The Imperial Balance Sheet — Part 4

Two Colonies, Two Fiscal Stories

Basutoland 1931 was a deficit colony: its Native Tax barely covered the wages of one tier of colonial officials. Gold Coast 1946 was self-financing. The "empire" was not a coherent fiscal unit — it was a collection of heterogeneous extractions.

£125,665
Basutoland Native Tax, 1931
from 570,000 people
£0.22
Tax per person per year
Basutoland 1931
35:1
Approximate ceiling ratio of
European/native wage scales
Self-funded
Gold Coast fiscal status, 1946
(plus received UK grants)

Revenue vs.
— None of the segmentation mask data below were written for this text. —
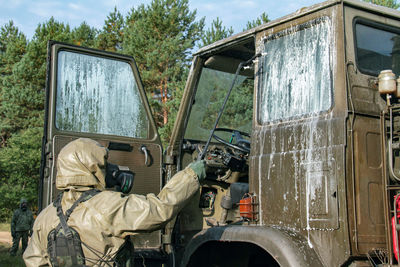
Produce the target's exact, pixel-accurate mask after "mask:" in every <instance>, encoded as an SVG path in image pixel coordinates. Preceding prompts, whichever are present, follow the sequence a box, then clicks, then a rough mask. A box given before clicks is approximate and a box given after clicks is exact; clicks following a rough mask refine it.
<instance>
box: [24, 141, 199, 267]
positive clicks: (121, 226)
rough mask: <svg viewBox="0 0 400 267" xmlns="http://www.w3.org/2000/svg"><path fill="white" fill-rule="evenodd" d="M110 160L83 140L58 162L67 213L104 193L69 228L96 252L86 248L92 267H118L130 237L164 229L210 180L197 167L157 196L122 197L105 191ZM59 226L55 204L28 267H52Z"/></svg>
mask: <svg viewBox="0 0 400 267" xmlns="http://www.w3.org/2000/svg"><path fill="white" fill-rule="evenodd" d="M107 157H108V150H107V149H106V148H104V147H103V146H101V145H100V144H99V143H97V142H95V141H93V140H90V139H85V138H80V139H77V140H75V141H72V142H71V143H69V144H67V145H66V146H65V147H64V148H63V149H62V150H61V151H60V154H59V155H58V158H57V177H56V187H57V189H58V190H62V191H63V192H64V193H63V197H62V200H61V206H62V209H63V210H64V213H65V211H66V210H67V209H69V208H70V207H71V206H72V205H73V203H75V201H76V200H77V199H78V198H79V197H80V196H81V195H82V193H83V192H85V191H88V190H90V189H92V188H96V189H99V190H102V192H100V193H98V194H97V195H95V196H93V197H92V198H90V199H89V200H87V201H85V202H82V203H80V204H79V205H78V206H76V208H75V209H74V211H73V212H72V213H71V216H70V217H69V220H68V226H69V227H70V228H73V229H75V230H76V231H77V232H78V233H79V235H80V239H81V241H82V243H84V244H86V245H87V246H88V247H90V249H88V247H87V246H86V245H85V246H82V249H83V254H84V257H85V259H86V262H85V264H86V266H99V265H100V266H103V265H104V263H103V262H102V261H113V255H116V253H117V252H118V250H119V248H120V247H121V246H122V245H123V244H124V241H125V240H124V238H125V237H127V236H130V235H136V234H137V233H140V232H143V231H146V232H147V231H153V230H157V229H160V228H162V227H163V226H164V225H165V224H166V223H167V222H168V221H169V220H171V219H172V218H173V217H174V216H176V214H177V213H178V212H179V211H180V210H181V209H182V208H183V206H184V205H185V204H186V203H187V202H188V200H189V199H190V198H191V197H192V196H193V195H194V194H195V193H196V192H197V191H198V190H199V181H198V179H199V178H201V177H202V176H205V173H204V166H202V165H200V166H197V165H199V164H197V165H195V166H196V167H197V168H195V167H193V165H192V166H190V167H188V168H186V169H184V170H183V171H181V172H179V173H177V174H176V175H175V176H174V177H173V178H172V179H171V180H170V181H169V182H168V183H167V184H166V185H165V187H164V188H163V189H162V190H161V192H160V193H159V194H158V195H157V196H156V195H154V194H148V195H147V196H140V195H135V194H130V195H122V194H121V193H119V192H114V191H103V190H104V188H105V185H106V183H105V166H106V164H107ZM197 169H199V170H197ZM197 172H199V174H197ZM202 172H203V173H204V174H202ZM203 178H204V177H203ZM59 223H60V220H59V218H58V216H57V214H56V208H55V207H54V206H53V205H52V204H51V205H49V206H48V207H47V208H45V209H44V210H43V211H41V213H40V214H39V216H38V217H37V219H36V221H35V225H34V226H33V235H32V239H31V241H30V242H29V245H28V248H27V249H26V251H25V253H24V261H25V264H26V266H27V267H36V266H51V262H50V256H49V252H48V235H49V232H50V231H51V230H52V229H54V228H55V227H56V226H57V225H58V224H59ZM99 255H100V256H102V257H101V259H99ZM97 259H98V260H97ZM107 264H110V263H109V262H108V263H107ZM122 266H124V265H122Z"/></svg>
Expenditure — Basutoland 1931 and Gold Coast 1946 (approximate £ thousands)

Note: Basutoland's total revenue was ~£127K in 1931; its administrative expenditure alone absorbed most of it. Gold Coast's 1946 figures are far larger — customs and income taxes supported a substantially bigger colonial state. Both colonies operated under the same doctrine: colonies should pay for themselves. In Basutoland's case, they did not — raising the question of who subsidized whom.

Wage Scale Architecture — Basutoland 1931 (annual £)

European civil servants: £200–£850/year
Native Assistant Medical Officer (highest): £204/year
Native clerk: £24–£60/year

The wage structure was itself a transfer mechanism. Administrative posts were racially segmented — the same function performed by a European cost India or Basutoland 4–12× more than a native officer would have.

Basutoland Revenue Composition — 1931

Native Hut Tax and related levies formed the overwhelming majority of Basutoland's own-source revenue. These taxes were collected in cash, forcing subsistence farmers into the migrant labour market — primarily South African mines. The tax served as both a fiscal instrument and a labour-supply mechanism.